How To Keep F**king Up: The 10 Step Plan.

grumpysmurf

If you’re (un)happy and you know it raise your hand.

Not sure if this is you? Wondering if you’ve fully embraced your inner, pouty three-year-old self? Not ready to leave your pity party just yet? Well then, please do continue with the following behaviors:

1. Blame Darwin

Deny that evolution is happening all day, every day, like it or not.

Refuse to change, resist anything new, continue doing what you always do, because you’ve always done it that way and you like it like that. Complain that no one gets it, no one understands you and people should recognize that you are right and they are wrong.

Take the same routes every time. Stick to your daily routine. Order the safe food on the menu. Blame others when things don’t go your way. Consider everything that you know and love as good and view anything that is different or new as bad. Keep your arms crossed and your mind closed.
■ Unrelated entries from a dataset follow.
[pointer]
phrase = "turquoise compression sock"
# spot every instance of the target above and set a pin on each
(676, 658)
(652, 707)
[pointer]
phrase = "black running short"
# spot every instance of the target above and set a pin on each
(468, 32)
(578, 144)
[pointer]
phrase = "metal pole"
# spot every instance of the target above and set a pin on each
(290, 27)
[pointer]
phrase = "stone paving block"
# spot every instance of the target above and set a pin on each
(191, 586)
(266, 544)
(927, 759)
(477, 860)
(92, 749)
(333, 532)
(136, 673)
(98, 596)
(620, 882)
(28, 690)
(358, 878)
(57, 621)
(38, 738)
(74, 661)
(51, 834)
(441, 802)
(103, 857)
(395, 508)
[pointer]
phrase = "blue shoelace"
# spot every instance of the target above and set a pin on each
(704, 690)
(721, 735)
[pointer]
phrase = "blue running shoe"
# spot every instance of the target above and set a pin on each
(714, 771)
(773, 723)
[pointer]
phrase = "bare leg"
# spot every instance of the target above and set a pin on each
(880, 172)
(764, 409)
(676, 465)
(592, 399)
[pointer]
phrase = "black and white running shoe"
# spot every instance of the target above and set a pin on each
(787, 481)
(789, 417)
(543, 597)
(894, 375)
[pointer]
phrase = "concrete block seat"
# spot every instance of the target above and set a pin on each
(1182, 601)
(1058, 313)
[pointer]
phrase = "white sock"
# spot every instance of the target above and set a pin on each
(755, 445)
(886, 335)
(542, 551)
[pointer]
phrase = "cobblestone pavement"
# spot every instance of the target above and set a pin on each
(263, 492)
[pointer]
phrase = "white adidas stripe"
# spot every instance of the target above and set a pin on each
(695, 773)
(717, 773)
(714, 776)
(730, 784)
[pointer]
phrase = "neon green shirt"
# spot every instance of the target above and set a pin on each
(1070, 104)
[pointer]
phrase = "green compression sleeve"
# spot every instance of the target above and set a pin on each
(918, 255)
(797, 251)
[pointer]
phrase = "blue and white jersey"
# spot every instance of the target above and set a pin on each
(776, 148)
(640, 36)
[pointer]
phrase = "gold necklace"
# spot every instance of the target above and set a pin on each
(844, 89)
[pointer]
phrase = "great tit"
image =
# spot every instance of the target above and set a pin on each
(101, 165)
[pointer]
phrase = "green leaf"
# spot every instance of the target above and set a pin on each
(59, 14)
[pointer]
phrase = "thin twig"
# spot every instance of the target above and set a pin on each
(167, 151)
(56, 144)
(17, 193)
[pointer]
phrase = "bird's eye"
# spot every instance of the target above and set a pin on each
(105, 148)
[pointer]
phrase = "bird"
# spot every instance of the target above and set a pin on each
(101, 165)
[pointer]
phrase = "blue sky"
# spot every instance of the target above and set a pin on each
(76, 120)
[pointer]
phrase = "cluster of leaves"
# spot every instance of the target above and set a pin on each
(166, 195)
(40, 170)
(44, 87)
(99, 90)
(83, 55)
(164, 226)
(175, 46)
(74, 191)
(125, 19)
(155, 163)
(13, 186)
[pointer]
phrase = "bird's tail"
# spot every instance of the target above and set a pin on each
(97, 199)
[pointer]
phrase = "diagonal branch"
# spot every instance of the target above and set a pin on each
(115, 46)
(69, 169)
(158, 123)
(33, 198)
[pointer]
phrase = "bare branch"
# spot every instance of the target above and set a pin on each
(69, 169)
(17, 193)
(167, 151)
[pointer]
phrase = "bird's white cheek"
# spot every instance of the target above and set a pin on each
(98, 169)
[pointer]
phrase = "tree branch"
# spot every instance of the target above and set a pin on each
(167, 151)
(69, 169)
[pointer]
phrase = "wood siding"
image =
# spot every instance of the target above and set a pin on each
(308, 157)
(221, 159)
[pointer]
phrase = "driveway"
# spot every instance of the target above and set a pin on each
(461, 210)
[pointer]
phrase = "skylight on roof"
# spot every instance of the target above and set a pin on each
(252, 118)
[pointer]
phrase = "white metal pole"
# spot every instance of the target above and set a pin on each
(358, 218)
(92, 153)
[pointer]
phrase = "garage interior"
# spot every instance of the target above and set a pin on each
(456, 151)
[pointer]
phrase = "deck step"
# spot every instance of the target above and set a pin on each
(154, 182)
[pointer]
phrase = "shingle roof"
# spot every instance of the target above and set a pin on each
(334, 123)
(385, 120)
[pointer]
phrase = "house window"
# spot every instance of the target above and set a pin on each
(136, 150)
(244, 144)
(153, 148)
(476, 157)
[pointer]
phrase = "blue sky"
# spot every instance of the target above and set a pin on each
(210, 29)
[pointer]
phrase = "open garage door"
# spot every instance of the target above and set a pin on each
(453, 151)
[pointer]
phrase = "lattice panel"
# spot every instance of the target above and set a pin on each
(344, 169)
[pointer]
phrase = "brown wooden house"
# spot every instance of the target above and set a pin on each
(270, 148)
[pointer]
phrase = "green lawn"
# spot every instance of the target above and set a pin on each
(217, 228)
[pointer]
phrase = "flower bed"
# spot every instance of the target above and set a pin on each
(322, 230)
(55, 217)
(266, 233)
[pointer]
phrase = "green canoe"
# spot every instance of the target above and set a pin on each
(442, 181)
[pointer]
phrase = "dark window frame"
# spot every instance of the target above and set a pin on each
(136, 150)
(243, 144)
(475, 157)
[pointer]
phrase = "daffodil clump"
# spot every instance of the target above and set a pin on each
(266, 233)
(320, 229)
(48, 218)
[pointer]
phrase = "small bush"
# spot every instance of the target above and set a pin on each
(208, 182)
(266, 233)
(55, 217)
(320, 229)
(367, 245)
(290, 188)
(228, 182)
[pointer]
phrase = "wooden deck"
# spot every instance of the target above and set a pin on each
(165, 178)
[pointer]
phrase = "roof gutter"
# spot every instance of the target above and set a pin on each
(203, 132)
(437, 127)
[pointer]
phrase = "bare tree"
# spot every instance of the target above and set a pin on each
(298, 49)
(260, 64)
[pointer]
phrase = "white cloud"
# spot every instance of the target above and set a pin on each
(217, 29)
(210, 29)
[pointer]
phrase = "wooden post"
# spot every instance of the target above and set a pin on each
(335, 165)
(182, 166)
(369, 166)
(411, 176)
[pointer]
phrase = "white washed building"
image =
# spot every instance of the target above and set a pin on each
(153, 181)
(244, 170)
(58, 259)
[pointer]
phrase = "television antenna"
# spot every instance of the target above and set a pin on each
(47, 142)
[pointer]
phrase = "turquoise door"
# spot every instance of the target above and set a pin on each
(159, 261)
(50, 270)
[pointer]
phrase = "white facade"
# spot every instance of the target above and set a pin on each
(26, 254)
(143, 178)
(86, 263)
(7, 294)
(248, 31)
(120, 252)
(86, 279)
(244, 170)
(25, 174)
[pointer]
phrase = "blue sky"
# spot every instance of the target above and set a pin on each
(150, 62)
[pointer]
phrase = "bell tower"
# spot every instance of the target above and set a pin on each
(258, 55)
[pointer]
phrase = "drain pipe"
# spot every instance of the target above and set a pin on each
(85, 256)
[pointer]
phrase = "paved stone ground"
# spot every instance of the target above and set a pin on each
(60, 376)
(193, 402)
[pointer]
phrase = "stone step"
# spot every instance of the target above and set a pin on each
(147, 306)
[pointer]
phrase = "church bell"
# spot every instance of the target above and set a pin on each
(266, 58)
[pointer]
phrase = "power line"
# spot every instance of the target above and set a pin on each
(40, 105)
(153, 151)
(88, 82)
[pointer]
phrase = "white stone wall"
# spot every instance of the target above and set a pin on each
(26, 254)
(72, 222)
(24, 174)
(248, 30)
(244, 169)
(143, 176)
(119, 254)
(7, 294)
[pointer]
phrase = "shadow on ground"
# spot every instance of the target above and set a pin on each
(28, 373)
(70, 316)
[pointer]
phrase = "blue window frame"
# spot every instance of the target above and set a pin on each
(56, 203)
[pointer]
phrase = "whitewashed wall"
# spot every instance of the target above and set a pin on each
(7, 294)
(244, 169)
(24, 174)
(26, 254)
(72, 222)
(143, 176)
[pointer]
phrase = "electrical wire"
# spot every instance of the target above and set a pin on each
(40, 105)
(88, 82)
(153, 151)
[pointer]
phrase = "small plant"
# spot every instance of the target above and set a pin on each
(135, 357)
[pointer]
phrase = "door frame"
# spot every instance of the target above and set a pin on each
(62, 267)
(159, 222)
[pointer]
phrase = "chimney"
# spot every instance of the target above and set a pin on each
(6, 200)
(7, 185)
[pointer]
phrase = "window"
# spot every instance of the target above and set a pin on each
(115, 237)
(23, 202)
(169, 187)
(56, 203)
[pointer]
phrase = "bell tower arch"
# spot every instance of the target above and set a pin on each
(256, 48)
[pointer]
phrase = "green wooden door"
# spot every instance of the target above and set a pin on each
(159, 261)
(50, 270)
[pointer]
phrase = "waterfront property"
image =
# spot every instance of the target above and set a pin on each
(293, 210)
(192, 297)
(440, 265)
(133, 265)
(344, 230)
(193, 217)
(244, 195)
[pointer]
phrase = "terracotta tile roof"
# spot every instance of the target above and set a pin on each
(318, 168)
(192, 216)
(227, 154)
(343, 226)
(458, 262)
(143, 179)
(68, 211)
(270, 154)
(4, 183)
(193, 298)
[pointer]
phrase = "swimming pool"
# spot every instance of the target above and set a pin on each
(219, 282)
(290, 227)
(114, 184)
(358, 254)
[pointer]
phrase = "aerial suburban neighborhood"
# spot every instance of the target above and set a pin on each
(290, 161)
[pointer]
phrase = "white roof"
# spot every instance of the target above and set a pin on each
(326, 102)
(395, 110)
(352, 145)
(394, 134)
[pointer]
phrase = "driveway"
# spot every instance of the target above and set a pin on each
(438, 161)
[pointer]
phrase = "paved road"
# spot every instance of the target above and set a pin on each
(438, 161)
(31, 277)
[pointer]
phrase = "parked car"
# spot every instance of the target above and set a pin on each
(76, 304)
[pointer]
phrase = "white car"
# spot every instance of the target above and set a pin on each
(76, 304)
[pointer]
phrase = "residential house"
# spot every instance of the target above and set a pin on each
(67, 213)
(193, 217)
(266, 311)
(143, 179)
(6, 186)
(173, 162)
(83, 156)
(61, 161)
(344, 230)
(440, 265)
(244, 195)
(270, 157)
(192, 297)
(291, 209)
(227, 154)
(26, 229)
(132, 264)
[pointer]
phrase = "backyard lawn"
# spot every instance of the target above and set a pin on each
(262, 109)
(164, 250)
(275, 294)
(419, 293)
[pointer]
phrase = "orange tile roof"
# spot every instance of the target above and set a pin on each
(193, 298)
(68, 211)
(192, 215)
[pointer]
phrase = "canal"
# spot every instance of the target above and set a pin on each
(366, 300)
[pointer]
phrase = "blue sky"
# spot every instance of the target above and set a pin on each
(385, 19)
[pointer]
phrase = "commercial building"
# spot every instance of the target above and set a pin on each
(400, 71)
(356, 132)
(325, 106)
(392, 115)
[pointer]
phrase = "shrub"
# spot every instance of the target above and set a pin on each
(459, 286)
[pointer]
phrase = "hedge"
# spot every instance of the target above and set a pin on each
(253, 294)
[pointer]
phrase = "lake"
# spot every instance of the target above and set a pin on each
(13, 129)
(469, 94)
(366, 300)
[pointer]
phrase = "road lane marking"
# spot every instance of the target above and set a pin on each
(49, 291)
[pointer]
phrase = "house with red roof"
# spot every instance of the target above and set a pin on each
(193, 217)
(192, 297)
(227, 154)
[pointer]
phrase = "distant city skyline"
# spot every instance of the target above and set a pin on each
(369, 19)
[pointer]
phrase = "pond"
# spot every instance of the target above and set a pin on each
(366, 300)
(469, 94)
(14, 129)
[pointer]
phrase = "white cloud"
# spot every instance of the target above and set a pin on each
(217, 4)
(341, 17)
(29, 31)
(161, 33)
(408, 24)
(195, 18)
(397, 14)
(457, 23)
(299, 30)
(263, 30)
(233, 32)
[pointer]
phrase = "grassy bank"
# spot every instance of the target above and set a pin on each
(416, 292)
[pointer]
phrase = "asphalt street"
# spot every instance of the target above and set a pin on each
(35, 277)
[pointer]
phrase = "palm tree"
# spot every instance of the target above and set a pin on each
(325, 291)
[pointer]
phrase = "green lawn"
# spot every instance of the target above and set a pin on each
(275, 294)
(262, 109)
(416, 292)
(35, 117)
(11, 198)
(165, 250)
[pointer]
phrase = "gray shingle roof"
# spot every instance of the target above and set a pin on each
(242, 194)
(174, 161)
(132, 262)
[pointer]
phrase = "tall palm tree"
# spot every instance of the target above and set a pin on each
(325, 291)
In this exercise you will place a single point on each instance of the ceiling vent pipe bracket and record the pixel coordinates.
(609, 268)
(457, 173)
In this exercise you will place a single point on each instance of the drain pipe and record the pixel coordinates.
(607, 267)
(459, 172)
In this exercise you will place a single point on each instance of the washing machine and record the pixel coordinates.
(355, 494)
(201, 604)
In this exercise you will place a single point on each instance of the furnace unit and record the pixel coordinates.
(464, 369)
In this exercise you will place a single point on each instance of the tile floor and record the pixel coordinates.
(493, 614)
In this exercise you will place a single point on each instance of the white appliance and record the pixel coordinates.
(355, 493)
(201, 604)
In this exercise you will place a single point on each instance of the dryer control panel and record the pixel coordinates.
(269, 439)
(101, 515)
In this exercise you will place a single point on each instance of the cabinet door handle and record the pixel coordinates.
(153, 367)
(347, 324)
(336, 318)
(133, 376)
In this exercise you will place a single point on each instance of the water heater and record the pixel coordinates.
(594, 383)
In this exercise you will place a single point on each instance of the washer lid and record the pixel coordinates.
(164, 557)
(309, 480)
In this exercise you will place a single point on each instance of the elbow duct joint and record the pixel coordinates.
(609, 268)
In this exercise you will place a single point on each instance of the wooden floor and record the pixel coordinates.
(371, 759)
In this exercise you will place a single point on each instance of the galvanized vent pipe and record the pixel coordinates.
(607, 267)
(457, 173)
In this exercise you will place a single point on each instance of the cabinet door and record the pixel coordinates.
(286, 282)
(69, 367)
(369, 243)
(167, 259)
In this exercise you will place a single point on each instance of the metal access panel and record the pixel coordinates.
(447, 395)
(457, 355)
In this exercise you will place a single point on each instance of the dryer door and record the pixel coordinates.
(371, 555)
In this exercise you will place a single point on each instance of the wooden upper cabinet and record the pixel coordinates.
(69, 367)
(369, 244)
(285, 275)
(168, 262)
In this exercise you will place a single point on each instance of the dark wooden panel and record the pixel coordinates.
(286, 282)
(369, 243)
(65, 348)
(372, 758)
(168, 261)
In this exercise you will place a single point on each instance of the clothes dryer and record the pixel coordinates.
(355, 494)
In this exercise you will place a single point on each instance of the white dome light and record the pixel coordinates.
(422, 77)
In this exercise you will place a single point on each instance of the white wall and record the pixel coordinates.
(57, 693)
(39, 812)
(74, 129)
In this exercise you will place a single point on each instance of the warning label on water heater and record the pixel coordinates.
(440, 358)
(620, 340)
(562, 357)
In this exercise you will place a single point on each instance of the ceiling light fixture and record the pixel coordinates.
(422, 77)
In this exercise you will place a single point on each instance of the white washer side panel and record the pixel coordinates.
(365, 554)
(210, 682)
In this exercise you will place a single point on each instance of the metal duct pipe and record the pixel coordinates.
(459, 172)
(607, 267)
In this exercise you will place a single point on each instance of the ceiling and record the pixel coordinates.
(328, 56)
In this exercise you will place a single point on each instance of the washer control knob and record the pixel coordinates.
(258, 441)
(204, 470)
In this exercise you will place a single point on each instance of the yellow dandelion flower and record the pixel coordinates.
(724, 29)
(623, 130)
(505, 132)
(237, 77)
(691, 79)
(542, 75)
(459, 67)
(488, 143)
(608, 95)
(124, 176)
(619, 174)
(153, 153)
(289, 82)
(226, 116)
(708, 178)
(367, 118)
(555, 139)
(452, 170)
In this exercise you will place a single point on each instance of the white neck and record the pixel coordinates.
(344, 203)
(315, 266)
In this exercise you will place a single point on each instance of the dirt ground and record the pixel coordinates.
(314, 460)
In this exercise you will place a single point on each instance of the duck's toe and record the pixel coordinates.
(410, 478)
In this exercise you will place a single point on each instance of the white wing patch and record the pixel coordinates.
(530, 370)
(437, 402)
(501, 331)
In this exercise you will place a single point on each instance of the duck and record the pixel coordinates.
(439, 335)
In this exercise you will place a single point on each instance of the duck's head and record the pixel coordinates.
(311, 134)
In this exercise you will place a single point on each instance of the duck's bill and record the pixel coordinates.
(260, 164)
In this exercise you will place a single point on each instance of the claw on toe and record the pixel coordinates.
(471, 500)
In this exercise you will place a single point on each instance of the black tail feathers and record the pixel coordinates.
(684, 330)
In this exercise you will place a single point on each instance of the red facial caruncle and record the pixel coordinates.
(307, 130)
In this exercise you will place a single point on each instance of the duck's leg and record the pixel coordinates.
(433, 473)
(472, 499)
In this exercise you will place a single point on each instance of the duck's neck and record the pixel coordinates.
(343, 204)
Be the latter half of this analogy:

Flexible:Rigid as Gumby:You

2. Be An Ostrich

Ignore the problem. Swim in the river of De’Nile. Pretend it doesn’t exist. Avoid mirrors at all costs. Keep blinders on during the day and wear sunglasses at night. Frequently travel through tunnels. Plug your ears and sing, “la, la, la, la, la” every time someone mentions it. Give the elephant in the room a blanket, pillow and a snack. Bury yourself in other tasks to distract yourself. Do not come up for air until absolutely necessary.

3. Do It Later

Crown yourself the Procrastination Prince(ess). Make an actual crown. And sash. (A cape might be overkill so just put one in your Pinterest closet.) Do some laundry. Make some lists and do none of the items on them. Write some good intentions down. Share some grand ideas. Do some dishes. Phone a friend. Play Candy Crush. Catch up on the “news.” Find 40 other high priority tasks.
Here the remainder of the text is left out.